Vengeance & Remission (Introduction)
Lucius went to Thracia. He didn't notice the tension between his mother and Decima. He was surprised when he visited Rome after getting permission to visit his family. He used the time to marry the girl he was in love with and to kiss her even more than once. She was happy, trustworthy, unburdened when she made her fare-wells. He was lucky and unworried as he kissed her goodbye.
Even marrying her didn't influence him to go back to the most powerful city. Even marrying him didn't influence Decima to move on to Thracia. Within the years, almost nothing happened. Marcus Lucius visited his wife once a year and spent few happy, relaxed days by her side. She welcomed him friendly, open, wistful. He adored her and complemented her in every sentence. Still, he was relieved when he could go back to his friends in the army camp. Even in the minimal time frame of freedom, he trained his body daily and ignored the events his mother organised in his honour.

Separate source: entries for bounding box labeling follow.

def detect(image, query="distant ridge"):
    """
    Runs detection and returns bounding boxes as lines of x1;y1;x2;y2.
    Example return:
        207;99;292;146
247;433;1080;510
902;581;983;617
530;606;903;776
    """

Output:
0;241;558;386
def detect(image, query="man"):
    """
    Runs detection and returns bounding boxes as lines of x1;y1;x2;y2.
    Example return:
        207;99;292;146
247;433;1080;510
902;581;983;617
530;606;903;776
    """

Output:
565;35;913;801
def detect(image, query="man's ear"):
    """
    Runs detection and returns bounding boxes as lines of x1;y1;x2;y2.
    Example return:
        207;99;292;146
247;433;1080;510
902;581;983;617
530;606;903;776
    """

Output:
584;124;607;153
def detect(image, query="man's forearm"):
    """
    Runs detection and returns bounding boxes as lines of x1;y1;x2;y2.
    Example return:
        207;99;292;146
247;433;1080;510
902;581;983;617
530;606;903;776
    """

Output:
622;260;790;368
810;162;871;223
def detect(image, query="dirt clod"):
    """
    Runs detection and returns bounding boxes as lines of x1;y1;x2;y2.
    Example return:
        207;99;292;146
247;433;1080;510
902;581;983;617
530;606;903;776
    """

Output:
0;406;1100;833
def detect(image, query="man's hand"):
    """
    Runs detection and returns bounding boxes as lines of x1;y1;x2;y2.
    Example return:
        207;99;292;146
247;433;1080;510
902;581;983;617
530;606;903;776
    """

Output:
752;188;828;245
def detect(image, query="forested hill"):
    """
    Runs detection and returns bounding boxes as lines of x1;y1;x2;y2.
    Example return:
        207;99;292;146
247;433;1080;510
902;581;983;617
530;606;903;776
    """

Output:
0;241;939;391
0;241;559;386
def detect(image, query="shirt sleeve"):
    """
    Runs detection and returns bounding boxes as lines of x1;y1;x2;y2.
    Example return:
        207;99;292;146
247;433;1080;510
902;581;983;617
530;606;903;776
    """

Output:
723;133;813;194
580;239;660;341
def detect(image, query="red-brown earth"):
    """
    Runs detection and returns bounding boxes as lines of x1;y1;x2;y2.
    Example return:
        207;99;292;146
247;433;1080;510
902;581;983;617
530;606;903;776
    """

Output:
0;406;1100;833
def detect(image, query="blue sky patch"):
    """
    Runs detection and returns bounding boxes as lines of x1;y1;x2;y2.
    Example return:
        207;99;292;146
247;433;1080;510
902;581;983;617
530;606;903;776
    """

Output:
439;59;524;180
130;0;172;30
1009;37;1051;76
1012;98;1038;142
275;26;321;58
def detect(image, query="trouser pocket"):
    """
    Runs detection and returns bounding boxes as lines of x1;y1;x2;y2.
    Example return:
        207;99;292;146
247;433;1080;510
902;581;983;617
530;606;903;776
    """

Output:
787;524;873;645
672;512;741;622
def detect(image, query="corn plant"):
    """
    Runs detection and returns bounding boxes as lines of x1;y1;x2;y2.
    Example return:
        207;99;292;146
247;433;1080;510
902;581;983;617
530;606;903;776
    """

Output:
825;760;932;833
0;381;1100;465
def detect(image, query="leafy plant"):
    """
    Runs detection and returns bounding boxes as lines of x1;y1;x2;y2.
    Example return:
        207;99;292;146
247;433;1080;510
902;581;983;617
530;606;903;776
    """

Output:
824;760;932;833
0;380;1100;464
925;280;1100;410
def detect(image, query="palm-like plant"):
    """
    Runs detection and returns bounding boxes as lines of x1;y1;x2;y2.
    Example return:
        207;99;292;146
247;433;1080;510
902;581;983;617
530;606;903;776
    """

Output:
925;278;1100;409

On his way back to the camp, he analysed how to solve the situation. Someone had to edge down. He wasn't ready to go back to Rome, she wasn't willing to move so far, far away from her beloved, domestic city. After a few years of serving the empire in Thracia, he politely asked, whether it was possible to be resettled closer to Rome, but still not too close. As he got permission to serve in Brigetio, he was satisfied for the second time. It was only two weeks away from Rome.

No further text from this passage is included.